By the rules as written: No.

Personally though, if two players went through the effort of setting themselves on either side of an enemy, and one was willing to risk wasting her turn on a readied action, with the trigger being that she'd shoot the enemy sandwiched between them on a hit -- I'd give them the extra damage. Ten feet from one, ten feet from the other, twenty feet of falling damage, +2d6.

Frankly it isn't much of a bonus and since there's a significant chance of having a player waste their action, why not? It's a fun way to role play force damage. Heck, if one player said "I'm shooting low," and the other said "I'm shooting high," I'd let them flip a medium sized monster head over heels.

4. None of the Above (But 1 & 2 are partly correct)

Strictly speaking, in 5th edition D&D, nothing is simultaneous. If two events are simultaneous, they'll be resolved in some kind of order, as specified by

• the DM, or
• the affected Player, or
• the spell's rules

... Depending on the circumstances.

In this situation, if both Boris and Doris both attempt to cast Eldritch Blast on their target at the same time, using Readied Actions, the DM will need to decide which happens first. A common way for the DM to rule is to use their previously decided initiative order to determine their order of execution.
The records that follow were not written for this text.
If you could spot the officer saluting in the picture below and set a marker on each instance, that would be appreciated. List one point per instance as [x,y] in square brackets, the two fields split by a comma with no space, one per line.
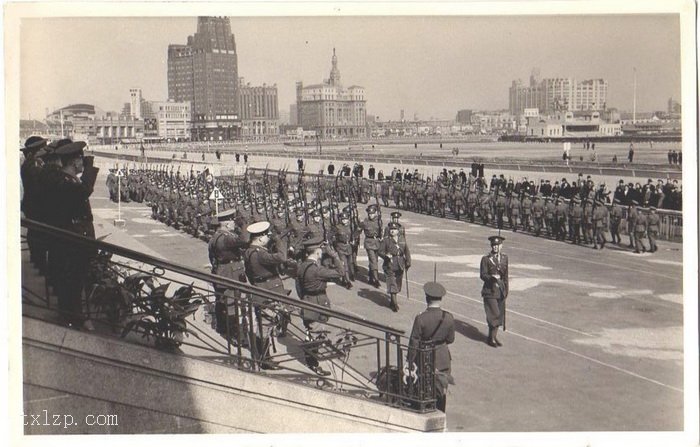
[434,327]
[494,273]
[226,255]
[261,270]
[311,281]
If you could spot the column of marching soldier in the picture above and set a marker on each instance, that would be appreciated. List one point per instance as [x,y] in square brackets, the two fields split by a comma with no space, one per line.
[580,212]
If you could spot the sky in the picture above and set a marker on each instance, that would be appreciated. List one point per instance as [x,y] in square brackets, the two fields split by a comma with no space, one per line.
[429,66]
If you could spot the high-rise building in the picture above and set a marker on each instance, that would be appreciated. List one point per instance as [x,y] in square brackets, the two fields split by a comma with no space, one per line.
[205,73]
[258,110]
[330,109]
[135,103]
[552,95]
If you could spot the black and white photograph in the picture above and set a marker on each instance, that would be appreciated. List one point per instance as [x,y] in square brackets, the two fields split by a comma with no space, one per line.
[281,220]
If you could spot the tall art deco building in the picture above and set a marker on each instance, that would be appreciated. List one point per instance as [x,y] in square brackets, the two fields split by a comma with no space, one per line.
[205,72]
[330,109]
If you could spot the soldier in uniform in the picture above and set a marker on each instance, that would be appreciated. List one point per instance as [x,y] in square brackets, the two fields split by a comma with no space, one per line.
[615,220]
[342,242]
[261,269]
[226,249]
[311,283]
[640,229]
[653,222]
[397,259]
[434,327]
[373,234]
[73,213]
[494,274]
[601,218]
[575,219]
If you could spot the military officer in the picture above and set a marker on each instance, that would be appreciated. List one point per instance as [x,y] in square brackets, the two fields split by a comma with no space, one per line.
[373,235]
[494,274]
[653,222]
[434,328]
[261,270]
[601,218]
[226,249]
[342,242]
[397,260]
[312,277]
[73,213]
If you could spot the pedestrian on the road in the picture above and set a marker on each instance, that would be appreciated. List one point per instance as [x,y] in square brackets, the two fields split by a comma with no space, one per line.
[434,328]
[311,283]
[494,273]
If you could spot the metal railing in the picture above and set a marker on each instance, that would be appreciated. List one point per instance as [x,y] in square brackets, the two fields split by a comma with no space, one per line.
[131,294]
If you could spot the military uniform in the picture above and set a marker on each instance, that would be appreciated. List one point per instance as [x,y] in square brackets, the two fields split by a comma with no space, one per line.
[311,283]
[73,213]
[433,328]
[397,259]
[226,256]
[494,274]
[373,233]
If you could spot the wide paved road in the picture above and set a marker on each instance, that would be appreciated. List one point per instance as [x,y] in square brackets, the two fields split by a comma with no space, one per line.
[594,340]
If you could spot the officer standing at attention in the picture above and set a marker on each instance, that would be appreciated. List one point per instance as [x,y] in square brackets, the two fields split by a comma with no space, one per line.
[494,273]
[311,283]
[397,259]
[373,234]
[73,213]
[226,255]
[434,327]
[261,269]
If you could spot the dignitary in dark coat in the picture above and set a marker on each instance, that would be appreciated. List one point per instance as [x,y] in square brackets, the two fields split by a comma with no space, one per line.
[494,273]
[73,213]
[434,328]
[311,283]
[397,259]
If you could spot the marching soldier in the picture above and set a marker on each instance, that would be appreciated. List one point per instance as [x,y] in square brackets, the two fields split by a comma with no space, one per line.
[434,327]
[494,273]
[261,269]
[601,218]
[397,259]
[311,283]
[226,249]
[373,234]
[640,228]
[653,222]
[342,242]
[615,220]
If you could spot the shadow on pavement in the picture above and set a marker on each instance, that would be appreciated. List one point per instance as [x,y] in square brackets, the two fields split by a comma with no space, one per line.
[377,297]
[469,331]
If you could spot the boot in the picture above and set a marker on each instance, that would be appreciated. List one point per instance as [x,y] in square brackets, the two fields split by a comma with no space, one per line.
[394,303]
[495,338]
[491,342]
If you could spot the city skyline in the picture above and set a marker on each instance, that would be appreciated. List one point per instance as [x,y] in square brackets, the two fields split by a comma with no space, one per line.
[393,58]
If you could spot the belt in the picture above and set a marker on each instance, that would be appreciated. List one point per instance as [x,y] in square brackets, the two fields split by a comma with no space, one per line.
[315,293]
[259,280]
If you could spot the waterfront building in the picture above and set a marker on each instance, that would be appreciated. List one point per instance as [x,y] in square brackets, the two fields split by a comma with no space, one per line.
[330,109]
[259,111]
[205,73]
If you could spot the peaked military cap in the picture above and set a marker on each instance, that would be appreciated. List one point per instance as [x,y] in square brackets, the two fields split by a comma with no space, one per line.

The skeleton will be in the same position (if both blasts resolve with the same number of hits)

The skeleton is getting pushed in someone's direction first before being pushed in the other direction, but assuming both blasts hit (the same number of times), the skeleton will first be pushed in one direction, then back to its original position.

No Attacks of Opportunity

Attacks of Opportunity occur only on voluntary movement, not involuntary movement. Pushing a skeleton around will trigger Attacks of Opportunity for neither player, nor the skeleton itself, nor any other creatures that might be within melee range of any of the skeleton's positions.

No Damage (other than the normal damage dealt by Eldritch Blast)

Spells only do what they say they do, so without Eldritch Blast or Repelling Blast saying anything about their ability to deal damage through their movement, this "crushing effect" cannot cause damage to the skeleton. A permissive DM might choose to rule that damage happens, but that would not be RAW.